I'm building out a search to look through email logs. The main search is fine, but I'd like to add fields showing when an email domain was first seen on our network, whether that be yesterday or three years ago.
I was initially considering some kind of sub-search but I'm not sure how much something like that would impact my search time wherein I'm searching through several years of data every time I run the search. The only fields I'd care about are the domain field and the _time field, so I could cut out the rest, but I don't think that'd be enough.
In this instance, would it be better to setup an accelerated data model instead and have it update at an interval(once every four hours, maybe?)? Or some kind of lookup table, perhaps? I also considered summary indexing, but I don't know enough about the specific of that feature set to draw any conclusions.

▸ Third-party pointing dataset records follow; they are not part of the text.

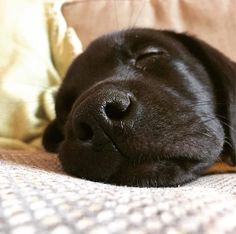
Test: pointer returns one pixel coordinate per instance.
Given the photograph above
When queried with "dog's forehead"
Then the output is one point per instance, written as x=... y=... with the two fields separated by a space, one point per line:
x=132 y=40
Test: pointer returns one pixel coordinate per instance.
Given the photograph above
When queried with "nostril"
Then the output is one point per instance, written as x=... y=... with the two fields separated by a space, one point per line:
x=117 y=110
x=84 y=132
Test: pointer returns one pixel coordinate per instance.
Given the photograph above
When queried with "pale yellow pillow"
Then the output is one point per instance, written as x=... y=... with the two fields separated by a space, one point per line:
x=36 y=48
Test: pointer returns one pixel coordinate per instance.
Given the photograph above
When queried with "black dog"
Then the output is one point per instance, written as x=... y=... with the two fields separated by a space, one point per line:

Just looking to see what my best option is~ I plan to pass this search to SOC analysts to help them search through email, hence it'd be a search run frequently.
I ended up choosing a little of all options! Created an accelerated data model to gather the data then used tstats in a report to actually process the data. That report uses outputlookup to create a lookup file from the report and is scheduled to run every 15 minutes and update the CSV with new data.
I ended up choosing a little of all options! Created an accelerated data model to gather the data then used tstats in a report to actually process the data. That report uses outputlookup to create a lookup file from the report and is scheduled to run every 15 minutes and update the CSV with new data.
I think easiest approach could be use a summary index or a lookup table.
Eg. for lookup table
index=email
| stats earliest(_time) as first_seen by domain
| outputlookup domain_first_seen.csv
Then in your main search add lookup or use appendcols/join if you are using summary index.
index=email
| lookup domain_first_seen.csv domain OUTPUT first_seen
Regards,
Prewin
If this answer helped you, please consider marking it as the solution or giving a Karma. Thanks!
Building a lookup is perhaps the easiest. Assuming domain is already extracted, you could do
sourcetype = mailstuff domain=* earliest=0
| stats min(_time) as first_seen by domain
| output lookup DomainFirstAppeared
Of course, you need to define lookup DomainFirstAppeared.
After this, you can add this field first_seen in any search using lookup command, like this
sourcetype = mailstuff
| lookup DomainFirstAppeared domain